The ultimate revelation as to the killer's' identityies gives rise to a very interesting question regarding just how active audiences want to be when watching films. Older, more traditional murder mysteries in the Agatha Christie-vein often offered up a series of clues, which an alert viewer could piece together to uncover the killer's identity (although the best examples would tend to include some misdirection, so that the clues only come to the fore in retrospect). The giallo tended to take a different approach, by presenting clues which are deliberately designed to confuse and obfuscate, with the killer's unmasking being a shocking twist. Of course, once you've watched several of them, you can take all the red herrings the films present as clues, in that the one character who isn't offered up as a potential suspect is the killer-by-default. Blood and Black Lace for the most part follows (or creates) this giallo template, for one of the killers at least, and a seasoned fan of the genre may be able to distil an important clue from some casually introduced character backstory towards the film's beginning, but the reveal is essentially designed to be unguessable. It is guessable, of course, in that there are a finite number of suspects and motives, and plenty of people have probably got it right over the years, but they probably only have the law of averages to thank for that.
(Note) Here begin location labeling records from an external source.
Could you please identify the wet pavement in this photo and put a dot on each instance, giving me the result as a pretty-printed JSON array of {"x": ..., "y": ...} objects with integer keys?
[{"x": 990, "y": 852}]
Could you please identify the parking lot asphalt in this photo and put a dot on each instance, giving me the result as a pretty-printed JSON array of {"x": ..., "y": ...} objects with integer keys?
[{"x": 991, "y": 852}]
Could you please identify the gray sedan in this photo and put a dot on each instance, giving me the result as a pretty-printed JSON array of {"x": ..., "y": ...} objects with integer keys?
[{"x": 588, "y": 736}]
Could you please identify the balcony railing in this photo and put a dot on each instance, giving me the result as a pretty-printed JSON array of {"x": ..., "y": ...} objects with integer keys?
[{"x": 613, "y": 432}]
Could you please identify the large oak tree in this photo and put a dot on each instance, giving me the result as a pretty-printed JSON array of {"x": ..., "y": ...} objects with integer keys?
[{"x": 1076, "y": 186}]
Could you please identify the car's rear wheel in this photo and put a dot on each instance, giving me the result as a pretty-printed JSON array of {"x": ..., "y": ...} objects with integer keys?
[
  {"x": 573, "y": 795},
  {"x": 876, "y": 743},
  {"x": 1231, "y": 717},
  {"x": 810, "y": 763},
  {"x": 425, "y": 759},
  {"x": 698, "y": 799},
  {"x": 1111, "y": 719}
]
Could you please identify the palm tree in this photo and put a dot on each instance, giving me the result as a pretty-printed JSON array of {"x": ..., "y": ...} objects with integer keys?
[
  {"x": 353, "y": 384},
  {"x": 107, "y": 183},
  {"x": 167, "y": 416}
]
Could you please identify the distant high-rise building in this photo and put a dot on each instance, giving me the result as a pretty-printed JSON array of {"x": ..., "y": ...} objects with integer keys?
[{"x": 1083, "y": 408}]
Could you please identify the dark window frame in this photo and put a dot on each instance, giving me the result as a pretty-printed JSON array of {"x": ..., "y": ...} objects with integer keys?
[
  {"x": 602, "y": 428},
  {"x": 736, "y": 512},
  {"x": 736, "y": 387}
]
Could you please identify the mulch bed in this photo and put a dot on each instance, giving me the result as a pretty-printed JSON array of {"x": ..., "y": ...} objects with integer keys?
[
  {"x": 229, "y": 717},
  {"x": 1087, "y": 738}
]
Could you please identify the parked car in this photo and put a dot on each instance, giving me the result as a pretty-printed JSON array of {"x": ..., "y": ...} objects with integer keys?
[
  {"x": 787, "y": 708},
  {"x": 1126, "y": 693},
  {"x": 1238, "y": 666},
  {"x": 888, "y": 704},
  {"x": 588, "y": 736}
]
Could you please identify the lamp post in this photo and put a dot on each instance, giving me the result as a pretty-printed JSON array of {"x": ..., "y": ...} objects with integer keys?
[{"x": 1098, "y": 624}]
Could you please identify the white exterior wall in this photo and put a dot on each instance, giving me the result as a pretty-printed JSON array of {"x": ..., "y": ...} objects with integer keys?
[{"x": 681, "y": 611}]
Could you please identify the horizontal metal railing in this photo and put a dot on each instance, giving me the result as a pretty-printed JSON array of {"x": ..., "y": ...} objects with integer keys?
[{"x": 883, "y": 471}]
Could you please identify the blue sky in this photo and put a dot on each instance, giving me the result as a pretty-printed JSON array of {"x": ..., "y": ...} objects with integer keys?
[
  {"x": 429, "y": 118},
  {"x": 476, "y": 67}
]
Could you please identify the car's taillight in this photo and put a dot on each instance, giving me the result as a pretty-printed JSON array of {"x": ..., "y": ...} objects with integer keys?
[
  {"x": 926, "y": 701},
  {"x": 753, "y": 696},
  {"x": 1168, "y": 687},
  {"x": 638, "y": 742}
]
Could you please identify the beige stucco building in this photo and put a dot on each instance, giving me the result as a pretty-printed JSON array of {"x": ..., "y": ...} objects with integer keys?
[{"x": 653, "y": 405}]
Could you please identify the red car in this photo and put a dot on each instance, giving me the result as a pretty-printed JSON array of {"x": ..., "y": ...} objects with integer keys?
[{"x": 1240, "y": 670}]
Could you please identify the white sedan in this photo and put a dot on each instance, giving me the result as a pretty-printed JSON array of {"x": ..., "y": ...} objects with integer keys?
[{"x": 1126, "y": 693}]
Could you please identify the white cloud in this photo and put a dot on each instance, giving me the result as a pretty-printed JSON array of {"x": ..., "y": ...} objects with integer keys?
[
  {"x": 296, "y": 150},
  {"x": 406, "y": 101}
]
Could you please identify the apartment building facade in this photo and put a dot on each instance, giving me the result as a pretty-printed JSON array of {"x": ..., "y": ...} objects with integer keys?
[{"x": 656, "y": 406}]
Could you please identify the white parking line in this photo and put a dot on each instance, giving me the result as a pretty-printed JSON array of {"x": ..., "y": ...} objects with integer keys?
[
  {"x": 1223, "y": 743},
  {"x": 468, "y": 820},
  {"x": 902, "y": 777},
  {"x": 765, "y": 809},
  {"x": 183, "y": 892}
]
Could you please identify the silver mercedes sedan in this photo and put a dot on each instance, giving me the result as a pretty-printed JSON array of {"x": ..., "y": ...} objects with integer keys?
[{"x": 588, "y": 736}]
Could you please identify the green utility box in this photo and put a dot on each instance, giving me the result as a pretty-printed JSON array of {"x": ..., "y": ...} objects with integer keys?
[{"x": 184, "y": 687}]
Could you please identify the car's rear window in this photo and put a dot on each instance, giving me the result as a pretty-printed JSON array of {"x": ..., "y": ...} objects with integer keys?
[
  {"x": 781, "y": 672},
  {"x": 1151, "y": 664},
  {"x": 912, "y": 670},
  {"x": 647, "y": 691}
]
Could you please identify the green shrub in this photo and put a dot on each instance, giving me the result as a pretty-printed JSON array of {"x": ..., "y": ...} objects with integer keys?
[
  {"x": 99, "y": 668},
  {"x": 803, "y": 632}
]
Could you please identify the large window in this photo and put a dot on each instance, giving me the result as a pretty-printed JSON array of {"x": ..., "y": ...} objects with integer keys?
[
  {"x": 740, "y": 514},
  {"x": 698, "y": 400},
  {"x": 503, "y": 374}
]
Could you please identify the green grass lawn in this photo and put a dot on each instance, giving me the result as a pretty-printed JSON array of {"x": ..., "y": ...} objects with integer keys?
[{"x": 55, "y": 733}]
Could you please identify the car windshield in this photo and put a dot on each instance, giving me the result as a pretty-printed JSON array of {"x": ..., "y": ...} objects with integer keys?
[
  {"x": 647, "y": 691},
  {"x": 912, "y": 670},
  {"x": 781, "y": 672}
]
On the flip side, the film gains a whole new dimension on a second watch when one knows the ultimate solution, far more so than most gialli. Bava and his actors seem to have really put a lot of thought into small moments; facial expressions, lines of dialogue etc which seem unremarkable initially become, when viewed armed with a knowledge of what is actually going on, a window into the devious minds at work. One such example comes early on, when a character's facial expression changes as they enter a room. A first time viewer would likely think nothing of this, but if one considers the facts as they ultimately are, and who turns out to be in the room, we can see the expression change, and the entire conversation which follows, as evidence of a scheming mind hard at work.
Finally, it's worth pointing out that money is the prime motivation behind the murders, as it was for most of the 60s gialli, These films form an interesting bunch, as they don't quite conform to a template in the way that the post-Argento films do. Many of them are situated on the furthest reaches of the genre, if they fall within its boundaries at all. There were a series of films which did follow a basic trend, though, (The Sweet Body of Deborah, Forbidden Photos of a Woman Above Suspicion, So Sweet... So Perverse). Ernesto Gastaldi and Umberto Lenzi, who were at the forefront of these early gialli, seemed to take the last twenty minutes of Blood and Black Lace as the basis for a series of films based around inheritances and deception. The aim was usually to drive a rich person to madness, to get at their money. Argento, in his genre-defining films, took Bava's ostentatious set pieces, pushed money to one side, and let the madness take control.